Traldi (1977), na discussão que faz sobre mudanças no enfoque do currículo e tomando como base autores citados anteriormente, destaca aspectos sobre como o pensamento hegemônico entre o final do século XIX e a primeira metade do século XX, imprimia concepções de currículo e consequentemente valor e funções em relação ao conhecimento escolar. Dentre outros pontos, elenca:
[...] a matéria é o núcleo substantivo do currículo (p.16); [...] não aquilo que o indivíduo aprendeu, mas o que ele é capaz de fazer como conseqüência do que aprendeu (TRALDI, 1977, p. 18); [...] é uma sucessão de experiências escolares adequadas a produzir, de forma satisfatória, a contínua reconstrução da experiência; [...] o aprender fazendo (TRALDI, 1977, p. 32-33); aquele conjunto ou série de coisas que as crianças e os jovens devem experimentar a fim de desenvolver habilidades que o capacitem a decidir assuntos da vida adulta (TRALDI, 1977, p. 34); experiências por meio das quais as crianças atingem auto-realização, ao mesmo tempo em que aprendem a contribuir para a construção de melhores comunidades e uma América melhor para o futuro (TRALDI, 1977, p. 36); [...] são conceitos, habilidades e valores (TRALDI, 1977, p. 43).

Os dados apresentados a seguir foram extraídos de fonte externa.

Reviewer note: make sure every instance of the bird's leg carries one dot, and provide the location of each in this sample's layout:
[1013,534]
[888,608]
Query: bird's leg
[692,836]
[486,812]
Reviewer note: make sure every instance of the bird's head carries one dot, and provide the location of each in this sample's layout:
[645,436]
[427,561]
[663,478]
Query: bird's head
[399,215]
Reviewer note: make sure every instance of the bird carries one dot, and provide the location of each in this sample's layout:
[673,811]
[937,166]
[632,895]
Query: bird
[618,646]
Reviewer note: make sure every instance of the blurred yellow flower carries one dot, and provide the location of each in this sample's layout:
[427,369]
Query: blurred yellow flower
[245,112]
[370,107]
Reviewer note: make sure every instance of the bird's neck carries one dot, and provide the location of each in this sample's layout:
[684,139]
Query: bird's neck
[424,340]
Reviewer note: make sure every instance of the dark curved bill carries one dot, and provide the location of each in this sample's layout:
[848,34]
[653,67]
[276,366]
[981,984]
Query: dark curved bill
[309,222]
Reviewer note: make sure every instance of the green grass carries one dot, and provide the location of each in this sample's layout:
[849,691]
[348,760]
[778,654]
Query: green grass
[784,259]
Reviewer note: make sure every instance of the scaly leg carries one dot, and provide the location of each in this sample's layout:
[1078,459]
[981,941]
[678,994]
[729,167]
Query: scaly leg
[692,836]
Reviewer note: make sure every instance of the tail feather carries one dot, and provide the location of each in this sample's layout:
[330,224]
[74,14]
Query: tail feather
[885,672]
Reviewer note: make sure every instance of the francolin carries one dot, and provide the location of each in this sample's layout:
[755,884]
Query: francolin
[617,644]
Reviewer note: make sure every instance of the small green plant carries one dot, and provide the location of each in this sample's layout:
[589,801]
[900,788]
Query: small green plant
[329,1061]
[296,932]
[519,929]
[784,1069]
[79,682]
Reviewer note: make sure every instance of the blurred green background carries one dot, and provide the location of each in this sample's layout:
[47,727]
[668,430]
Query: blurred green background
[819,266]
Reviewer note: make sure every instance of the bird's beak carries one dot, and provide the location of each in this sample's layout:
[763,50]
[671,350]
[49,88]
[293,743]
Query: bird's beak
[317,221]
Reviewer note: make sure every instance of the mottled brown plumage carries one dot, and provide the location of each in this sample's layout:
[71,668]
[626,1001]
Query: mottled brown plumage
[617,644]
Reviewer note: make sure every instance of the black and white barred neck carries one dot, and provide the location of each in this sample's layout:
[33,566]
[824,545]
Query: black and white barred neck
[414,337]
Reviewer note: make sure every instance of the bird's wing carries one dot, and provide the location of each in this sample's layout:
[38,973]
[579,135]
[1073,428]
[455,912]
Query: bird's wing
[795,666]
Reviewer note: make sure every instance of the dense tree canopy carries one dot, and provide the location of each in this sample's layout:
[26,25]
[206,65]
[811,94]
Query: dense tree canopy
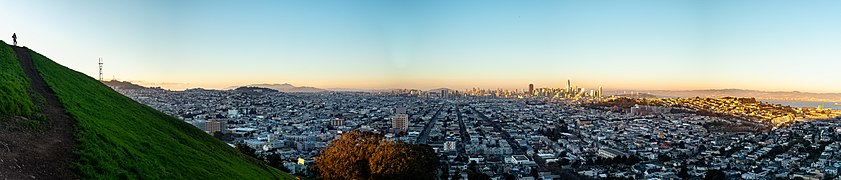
[366,155]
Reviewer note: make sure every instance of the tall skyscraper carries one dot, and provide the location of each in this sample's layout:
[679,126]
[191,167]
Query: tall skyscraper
[400,120]
[599,93]
[531,89]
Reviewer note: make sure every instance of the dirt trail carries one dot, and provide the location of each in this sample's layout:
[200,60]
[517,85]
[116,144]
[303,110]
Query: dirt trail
[44,154]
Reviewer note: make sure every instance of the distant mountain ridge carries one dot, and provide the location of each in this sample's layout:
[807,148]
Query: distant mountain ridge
[763,95]
[285,87]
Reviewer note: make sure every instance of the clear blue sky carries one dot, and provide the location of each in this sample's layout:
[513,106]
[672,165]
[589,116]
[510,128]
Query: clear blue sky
[658,44]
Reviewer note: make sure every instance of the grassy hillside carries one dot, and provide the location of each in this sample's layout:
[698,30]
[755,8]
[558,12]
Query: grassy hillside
[122,139]
[14,87]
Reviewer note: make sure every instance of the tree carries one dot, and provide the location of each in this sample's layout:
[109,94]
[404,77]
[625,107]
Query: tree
[366,155]
[534,173]
[457,175]
[507,176]
[684,173]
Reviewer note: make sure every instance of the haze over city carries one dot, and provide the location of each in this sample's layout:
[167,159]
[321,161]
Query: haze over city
[673,45]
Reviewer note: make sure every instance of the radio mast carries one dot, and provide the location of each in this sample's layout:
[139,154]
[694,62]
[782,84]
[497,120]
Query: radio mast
[100,69]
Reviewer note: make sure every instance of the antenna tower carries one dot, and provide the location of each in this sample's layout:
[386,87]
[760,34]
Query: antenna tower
[100,69]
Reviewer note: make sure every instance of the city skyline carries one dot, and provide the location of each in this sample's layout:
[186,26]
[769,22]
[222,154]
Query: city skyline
[642,45]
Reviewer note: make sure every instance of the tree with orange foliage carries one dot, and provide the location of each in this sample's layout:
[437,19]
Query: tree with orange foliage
[366,155]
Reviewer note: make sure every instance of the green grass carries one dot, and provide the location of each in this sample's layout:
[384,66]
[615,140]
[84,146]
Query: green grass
[122,139]
[14,86]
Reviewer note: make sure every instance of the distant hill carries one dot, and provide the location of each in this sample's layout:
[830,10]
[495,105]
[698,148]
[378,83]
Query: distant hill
[82,129]
[763,95]
[440,89]
[637,95]
[284,88]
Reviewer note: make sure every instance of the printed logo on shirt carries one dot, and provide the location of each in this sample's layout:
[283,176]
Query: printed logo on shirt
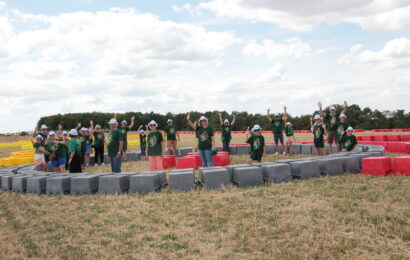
[203,137]
[152,141]
[317,133]
[340,129]
[256,144]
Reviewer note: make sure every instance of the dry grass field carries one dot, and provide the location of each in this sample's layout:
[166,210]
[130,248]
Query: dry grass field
[343,217]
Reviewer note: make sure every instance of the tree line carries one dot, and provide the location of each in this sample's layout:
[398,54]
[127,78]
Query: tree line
[358,118]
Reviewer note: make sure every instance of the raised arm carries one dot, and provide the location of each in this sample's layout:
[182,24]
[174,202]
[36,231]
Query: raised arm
[345,107]
[268,115]
[321,109]
[35,132]
[284,117]
[91,129]
[132,122]
[220,118]
[248,132]
[190,123]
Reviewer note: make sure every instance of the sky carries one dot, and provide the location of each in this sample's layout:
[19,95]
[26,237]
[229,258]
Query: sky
[176,56]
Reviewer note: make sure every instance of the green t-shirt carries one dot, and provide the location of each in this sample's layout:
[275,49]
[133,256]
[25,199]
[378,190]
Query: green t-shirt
[257,143]
[340,127]
[37,146]
[277,126]
[99,139]
[171,132]
[289,131]
[155,143]
[226,132]
[318,135]
[204,136]
[113,143]
[43,135]
[143,141]
[349,142]
[74,145]
[84,140]
[331,120]
[57,148]
[124,131]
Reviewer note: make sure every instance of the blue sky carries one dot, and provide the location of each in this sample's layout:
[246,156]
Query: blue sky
[176,56]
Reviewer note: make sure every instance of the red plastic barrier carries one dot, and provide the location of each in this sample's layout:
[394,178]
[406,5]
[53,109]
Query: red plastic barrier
[393,138]
[377,166]
[197,158]
[167,162]
[172,159]
[405,138]
[380,138]
[225,158]
[401,165]
[367,138]
[187,163]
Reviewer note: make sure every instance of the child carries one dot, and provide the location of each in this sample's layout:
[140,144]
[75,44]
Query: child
[155,147]
[99,142]
[289,138]
[226,135]
[349,140]
[38,154]
[341,126]
[257,142]
[143,142]
[74,148]
[318,131]
[55,149]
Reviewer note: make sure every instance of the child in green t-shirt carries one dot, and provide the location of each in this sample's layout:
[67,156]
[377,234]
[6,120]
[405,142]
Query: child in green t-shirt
[289,137]
[341,127]
[155,147]
[349,140]
[318,130]
[257,142]
[38,146]
[143,142]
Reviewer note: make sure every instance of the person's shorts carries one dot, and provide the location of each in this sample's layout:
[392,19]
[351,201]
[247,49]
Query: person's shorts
[288,139]
[331,137]
[89,149]
[172,143]
[39,157]
[61,161]
[256,155]
[319,143]
[278,137]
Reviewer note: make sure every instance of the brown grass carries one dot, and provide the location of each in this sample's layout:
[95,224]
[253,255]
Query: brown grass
[343,217]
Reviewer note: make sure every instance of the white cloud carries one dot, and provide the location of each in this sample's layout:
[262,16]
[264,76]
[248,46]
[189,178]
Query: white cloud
[42,69]
[293,48]
[347,58]
[303,15]
[395,54]
[121,41]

A produção científica sobre currículo filiada às concepções dessas matrizes é caracterizada por duas fases. Na primeira, prevaleceu a perspectiva liberal conservadora (MCLAREN, 1977) que se mostrou hegemônica desde o início do século XX até o final dos anos 1960, quando foram intensificados os estudos sobre currículo a partir de bases do racionalismo científico, técnico e da eficiência social. Nela, o conhecimento escolar tinha como finalidade precípua melhorar a qualidade intelectual do comportamento humano e “contribuir para uma sociedade melhor” (TRALDI, 1977, p. 16). Ou como definiu Bobbitt, (2004, p. 43) “os fatos científicos, princípios e hábitos da mente, adquiridos satisfatoriamente, serão úteis para justificar o ensino de um ponto de vista puramente utilitário”.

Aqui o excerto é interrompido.